Running a business will always mean incurring certain expenses, or ‘expenditure’. There are always costs, overheads and supplier bills that can mount up – these expenses will deplete your cash position, making it more difficult to grow and make a profit.
So, what can you do to reduce your expenditure levels? And what impact will this have on your overall margins, profits and ability to fund the next stages in your business journey?
Getting proactive with your cost management
Expenditure and cost management is all about getting in control of your expenses – and, where possible, aiming to reduce the level of costs and overheads that you incur as a company.
Why does this matter? Well, excessive spending eats into your cashflow, reduces your profit margins and will hinder you from achieving the profits that you wish to achieve and that you’re capable of as a business. So if you can get proactive with your cost management, you can actually make your company more financially productive – and that’s great for your overall business health.
So, what can you do to reduce expenditure and slim down your company expenses?
Here are some key ways to reduce expenses:
Reduce your overheads – your overheads are the unavoidable costs of running your business, producing your products or supplying your services. If you have premises, these overheads will include rental payments, utility bills and even the cost of paying your staff. Breakdown your figures and see where there are opportunities to reduce these overhead costs. That could mean moving to smaller premises, or reducing the size of your workforce, to reduce payroll expenditure.
Limit on your staff expenses – if your employees can claim expenses, or buy raw materials and equipment with the company’s money, these costs can soon start to rack up. It’s a good idea to put a spending limit in place, so each staff member can only spend up to an agreed amount. Having a clear expenses policy helps, as will training up your staff in good spend management techniques. Expenses cards allow you to quickly set spend limits, track expenses and pull your expenses data through to your cloud accounting platform for processing.

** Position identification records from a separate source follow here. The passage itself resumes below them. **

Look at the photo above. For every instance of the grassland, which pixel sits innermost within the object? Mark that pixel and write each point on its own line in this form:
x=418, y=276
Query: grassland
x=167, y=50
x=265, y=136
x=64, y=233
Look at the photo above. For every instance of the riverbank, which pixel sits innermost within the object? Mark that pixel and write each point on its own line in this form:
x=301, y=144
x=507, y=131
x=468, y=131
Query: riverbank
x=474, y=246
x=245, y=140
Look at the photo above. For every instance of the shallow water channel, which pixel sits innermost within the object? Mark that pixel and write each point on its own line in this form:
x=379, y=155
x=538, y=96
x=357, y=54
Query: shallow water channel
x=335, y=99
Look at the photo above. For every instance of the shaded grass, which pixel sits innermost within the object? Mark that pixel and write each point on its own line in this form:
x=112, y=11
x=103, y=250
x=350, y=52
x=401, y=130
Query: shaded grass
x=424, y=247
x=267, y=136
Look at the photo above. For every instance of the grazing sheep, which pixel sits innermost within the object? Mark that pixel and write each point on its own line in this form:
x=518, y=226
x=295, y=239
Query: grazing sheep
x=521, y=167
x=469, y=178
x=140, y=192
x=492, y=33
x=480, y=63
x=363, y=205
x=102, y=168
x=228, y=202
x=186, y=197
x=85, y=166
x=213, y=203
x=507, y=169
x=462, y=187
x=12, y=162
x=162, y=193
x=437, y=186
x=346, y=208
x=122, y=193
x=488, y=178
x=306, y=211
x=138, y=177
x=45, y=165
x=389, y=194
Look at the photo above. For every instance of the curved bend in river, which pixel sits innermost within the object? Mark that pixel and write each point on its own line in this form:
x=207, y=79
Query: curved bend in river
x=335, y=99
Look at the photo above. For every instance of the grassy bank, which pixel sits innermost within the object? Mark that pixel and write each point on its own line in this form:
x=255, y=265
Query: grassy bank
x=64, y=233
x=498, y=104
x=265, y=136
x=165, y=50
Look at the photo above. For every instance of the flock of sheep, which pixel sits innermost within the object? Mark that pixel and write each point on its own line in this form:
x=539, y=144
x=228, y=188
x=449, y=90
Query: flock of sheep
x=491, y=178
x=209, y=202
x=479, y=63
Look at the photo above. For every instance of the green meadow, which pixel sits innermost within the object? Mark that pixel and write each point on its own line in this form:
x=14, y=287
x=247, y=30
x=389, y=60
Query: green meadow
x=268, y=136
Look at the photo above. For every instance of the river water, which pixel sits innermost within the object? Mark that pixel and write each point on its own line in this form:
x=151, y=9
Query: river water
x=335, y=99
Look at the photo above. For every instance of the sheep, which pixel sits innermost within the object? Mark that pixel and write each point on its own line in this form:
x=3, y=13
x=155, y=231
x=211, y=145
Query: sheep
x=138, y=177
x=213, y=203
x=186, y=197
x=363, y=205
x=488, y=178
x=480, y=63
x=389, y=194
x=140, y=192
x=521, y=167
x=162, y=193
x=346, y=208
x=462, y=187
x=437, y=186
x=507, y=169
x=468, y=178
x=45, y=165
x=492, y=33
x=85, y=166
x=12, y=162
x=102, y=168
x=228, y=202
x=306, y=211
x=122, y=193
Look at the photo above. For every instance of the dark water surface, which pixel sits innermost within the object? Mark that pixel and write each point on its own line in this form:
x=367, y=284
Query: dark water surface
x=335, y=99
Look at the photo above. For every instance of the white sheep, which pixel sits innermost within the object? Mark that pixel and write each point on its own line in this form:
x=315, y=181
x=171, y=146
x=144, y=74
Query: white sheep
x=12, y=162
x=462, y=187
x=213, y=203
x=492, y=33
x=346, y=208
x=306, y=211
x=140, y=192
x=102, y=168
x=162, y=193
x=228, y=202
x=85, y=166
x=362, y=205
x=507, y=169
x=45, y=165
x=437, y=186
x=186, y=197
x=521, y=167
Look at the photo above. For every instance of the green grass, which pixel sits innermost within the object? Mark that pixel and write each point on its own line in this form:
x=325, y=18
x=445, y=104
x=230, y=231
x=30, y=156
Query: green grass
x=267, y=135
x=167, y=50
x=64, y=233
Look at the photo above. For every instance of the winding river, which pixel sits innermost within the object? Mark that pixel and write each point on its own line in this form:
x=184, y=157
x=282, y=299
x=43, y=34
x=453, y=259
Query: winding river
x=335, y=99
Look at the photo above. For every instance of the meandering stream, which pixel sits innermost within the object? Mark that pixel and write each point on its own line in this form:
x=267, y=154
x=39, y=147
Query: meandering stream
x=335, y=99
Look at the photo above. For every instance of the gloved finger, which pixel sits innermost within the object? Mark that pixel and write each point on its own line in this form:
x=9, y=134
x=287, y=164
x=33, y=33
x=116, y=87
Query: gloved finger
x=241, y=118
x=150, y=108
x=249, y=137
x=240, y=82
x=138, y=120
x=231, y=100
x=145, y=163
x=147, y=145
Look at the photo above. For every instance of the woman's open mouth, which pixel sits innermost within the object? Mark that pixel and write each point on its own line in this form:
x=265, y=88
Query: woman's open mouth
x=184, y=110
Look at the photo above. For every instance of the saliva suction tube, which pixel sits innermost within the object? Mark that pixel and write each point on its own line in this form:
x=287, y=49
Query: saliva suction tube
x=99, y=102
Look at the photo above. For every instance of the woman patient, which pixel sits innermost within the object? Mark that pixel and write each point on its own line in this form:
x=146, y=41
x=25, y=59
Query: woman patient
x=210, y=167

Look for cheaper suppliers – if you can reduce your supplier costs, this will go a long way to bringing down your overall spend. If you’ve been with certain key suppliers for years, look around for new quotes, look at current market prices and see if you can negotiate better deals. And if your old suppliers aren’t flexible enough, try swapping to newer, more eager suppliers who will be willing to meet you in the middle on price.
Make your operations leaner and more effective – the bigger your operational costs are, the less margin you’ll make on your end products and services. One way to resolve this is to aim for a ‘lean approach’, paring back your staff, resources and operational complexity to the bare minimum. By making the business as lean as possible, whilst still delivering the same output, you keep your revenue stable, but reduce the spend level that’s eating into your cost of goods sold (COGS). The smaller your COGS, the more profit you make on each unit or sale – and that means better cashflow, more working capital and bigger profits.
Explore tax reliefs – you might assume that tax costs are an unavoidable expense when running your business, but it’s worth exploring which tax reliefs, grants or other business benefits you may benefit from. For example, research and development (R&D) tax credits that help cut your corporation tax expenses if you can demonstrate that you’re involved in innovation and ground breaking R&D within your industry or specialism.